He was named MLS Goalkeeper of the Year for 2012 and the performance he gave in the Final against Seattle was well worth Man of the Match honors. Tangled at 1-1 after extra-time, the close-fought game needed penalties. It’s that stage, super-charged with tension, where Nielsen thrived. “That last kick was from Eddie Johnson. He was a former Kansas City player and I tell you I can still hear the sound of the fans behind me when I put my head to my pillow at night,” Nielsen recalled of that decisive shot that sailed over the bar and into the dizzy home crowd. “I can still feel the way the stadium was shaking then. I tell you it gives me goose bumps to this day.”  
 
It was SKC’s first Open Cup crown since 2004, when they were still known as the Kansas City Wizards. Nielsen, the team’s captain and leader, was first to get his hands on the trophy. He also spray-painted a 2012 up on the wall of Open Cup wins in the Stadium, where it sits alongside 2004 and 2015 and 2017 in a living testament to the club – and long-time coach Peter Vermes’ – devotion to the 106-year-old competition. 
 
The legend of Jimmy Nielsen only grew from there. It culminated the following year, in 2013, with another penalty shootout at that very stadium. This time it was MLS Cup and a game remembered mostly for the frigid temperatures that threatened the safety of the players. “It was so cold, the heating system failed,” said Nielsen, who spent the 120 minutes bouncing on his toes and keeping out all-but one Real Salt Lake attack before making two crucial saves in a marathon shootout. “One end of the field it was like playing on concrete. If it were any other game, and not the final, they would have called it off. It was that bad.” 
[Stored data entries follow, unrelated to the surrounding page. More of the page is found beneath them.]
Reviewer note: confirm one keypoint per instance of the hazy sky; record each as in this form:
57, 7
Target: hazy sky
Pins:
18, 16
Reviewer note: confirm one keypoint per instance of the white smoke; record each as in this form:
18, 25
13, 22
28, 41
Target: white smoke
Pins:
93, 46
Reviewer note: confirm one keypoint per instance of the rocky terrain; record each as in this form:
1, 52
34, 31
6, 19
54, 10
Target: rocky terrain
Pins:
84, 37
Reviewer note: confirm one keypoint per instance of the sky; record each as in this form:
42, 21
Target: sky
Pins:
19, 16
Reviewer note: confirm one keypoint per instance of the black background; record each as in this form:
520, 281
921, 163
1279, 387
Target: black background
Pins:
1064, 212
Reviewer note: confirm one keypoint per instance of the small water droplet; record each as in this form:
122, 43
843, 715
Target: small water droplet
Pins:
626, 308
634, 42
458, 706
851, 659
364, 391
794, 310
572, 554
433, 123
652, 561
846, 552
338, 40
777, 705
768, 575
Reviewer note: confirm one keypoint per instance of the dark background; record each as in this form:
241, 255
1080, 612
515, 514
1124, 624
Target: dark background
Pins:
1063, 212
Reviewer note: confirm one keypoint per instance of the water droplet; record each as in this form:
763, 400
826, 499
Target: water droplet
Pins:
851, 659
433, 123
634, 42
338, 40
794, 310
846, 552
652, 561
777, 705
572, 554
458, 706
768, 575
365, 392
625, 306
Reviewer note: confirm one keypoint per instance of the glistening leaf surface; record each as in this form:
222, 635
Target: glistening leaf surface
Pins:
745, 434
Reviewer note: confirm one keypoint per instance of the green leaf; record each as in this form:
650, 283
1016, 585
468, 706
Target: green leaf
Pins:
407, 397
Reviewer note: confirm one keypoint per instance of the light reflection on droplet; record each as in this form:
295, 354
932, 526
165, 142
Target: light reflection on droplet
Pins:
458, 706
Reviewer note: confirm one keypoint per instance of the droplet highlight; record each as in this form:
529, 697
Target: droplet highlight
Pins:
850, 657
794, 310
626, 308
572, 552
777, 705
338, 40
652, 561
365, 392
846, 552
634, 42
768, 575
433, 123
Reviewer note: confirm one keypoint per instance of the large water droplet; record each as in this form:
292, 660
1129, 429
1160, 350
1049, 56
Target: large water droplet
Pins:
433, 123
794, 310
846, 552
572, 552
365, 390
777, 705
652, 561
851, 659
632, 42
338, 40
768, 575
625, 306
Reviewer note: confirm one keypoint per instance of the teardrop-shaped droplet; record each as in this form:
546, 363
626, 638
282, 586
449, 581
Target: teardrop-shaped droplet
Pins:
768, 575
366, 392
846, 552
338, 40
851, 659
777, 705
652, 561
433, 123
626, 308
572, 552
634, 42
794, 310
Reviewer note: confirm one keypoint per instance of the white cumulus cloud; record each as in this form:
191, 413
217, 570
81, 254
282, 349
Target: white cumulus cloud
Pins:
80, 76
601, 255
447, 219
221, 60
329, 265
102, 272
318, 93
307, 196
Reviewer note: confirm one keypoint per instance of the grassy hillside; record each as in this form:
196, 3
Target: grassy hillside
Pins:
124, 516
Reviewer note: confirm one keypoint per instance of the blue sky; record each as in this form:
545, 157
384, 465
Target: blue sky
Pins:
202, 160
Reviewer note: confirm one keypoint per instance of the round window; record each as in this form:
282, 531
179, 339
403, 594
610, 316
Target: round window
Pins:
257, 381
Nielsen, playing with two broken ribs, was the hero once again. He put another trophy in SKC’s bulging cabinet and became a bona fide club hero. In his four seasons in Kansas City, he was named MLS Goalkeeper of the Year once, a League All-Star twice, he won an MLS Cup and an Open Cup. But it wasn’t always winners’ medals and champagne celebrations for Nielsen. He’s had his hard days in the Cups too. 
 
The Sweetest Memories
“Some of my best memories of my career are in the Cup,” said the Dane, who’s as up-front and candid about his struggles with a gambling addiction as his failed stints in the English game. “And some of the worst memories in my damned life are in the Cup!”
 
Playing for his hometown Aalborg BK in Denmark, Nielsen – touted by some early in his career as a natural heir to national hero Peter Schmeichel – reached three Danish Cup Finals. And he lost them all. “Cup Final day is huge in Denmark,” recalled Nielsen, who won the Danish SuperLiga in 1998-99. “It’s like a national holiday – you play always in the main stadium in the capital, in Copenhagen, in front of 40,000 fans and really the whole country is paying attention. Three finals played and three lost. Disappointing.” 
 
 
(Nielsen puts up the Cup in 2012)
There’s ups and there’s downs. You can’t have rainbows without the rain. When you talk to Jimmy Nielsen, you’re talking to a man who knows the score. He’ll tell it to you straight and he’ll pull no punches. Currently in charge of Hartford Athletic, the first-year USL Championship team out of Central Connecticut, his new post has been no sunshine holiday thus far. After 11 games, the team has amassed a record of one win, one draw and nine losses. That’s good enough for dead last in the league’s Eastern Conference.
 
“It’s not easy building up a club from scratch,” said the 41-year-old Nielsen. “If it were, everyone would be doing it. There are many things to consider when you bring in guys, recruits, and you have a sense of how they will play and what it will all look like. But at the end of the day, you’ve got to get 21 guys, who’ve never played together, up and running and playing the right way. You have to have guys fit in on and off the field and you need leaders to emerge.”
 
By any measure, it’s been a bumpy start for Nielsen and his Athletic. But hope springs eternal in the Open Cup – a place where minor and major miracles can, and do, materialize. Few know this better than Nielsen. “It’s the Cup and you get one shot,” said the coach, who guided his side to the 2019 Third Round after a 2-1 win over the NPSL’s New York Cosmos. “You lose and you’re out. There’s no other game on Saturday to make up for it. Anything can happen on a Cup day and that’s why charming things happen every year in the Cup.”
 

Ups & Downs in the Cup

As coach of OKC Energy, his first coaching post, Nielsen learned a little about how a team can punch above their weight. His Oklahomans were seconds from taking the Colorado Rapids of Major League Soccer to extra-time in the 2017 Fourth Round and they pushed eventual champs FC Dallas all the way to a penalty shootout the year before that. “It’s about percentages and if you play above yourself, as an underdog, and the other team, the favorite, lacks spark, things might even out. In my experience, I’ve seen it.”
 
(Hartford Athletic represents a new Open Cup challenge for Nielsen)
In the short term, a Third Round contest with Memphis 901 offers an immediate opportunity for Nielsen and Hartford Athletic. “Beating the Cosmos was a chance to play Memphis 901 again – that’s how I saw it – because we played our worst game of the season against them and now we have a chance to show who we are for real,” said Nielsen, referring to a 2-1 loss earlier this month that capped a terrible run of league form. “The team we were that night, that’s not who we are and now we have a chance to show that. It’s an opportunity.”  
 
Nielsen stays grounded through the ups and the downs – the sunbursts and downpours and all those Open Cup glories and agonies. Opportunities live and breathe in the Open Cup and they aren’t fantasies to him. They’re real and they’re immediate. “It’s unrealistic to think that we are going to win the Open Cup,” said the man who still gets goose bumps thinking back to his winning Cup Final in 2012 and the rainbow that promised it. “The road to that is very long, but there is a shorter road to a good experience for our club – maybe playing an MLS team. That would be something.”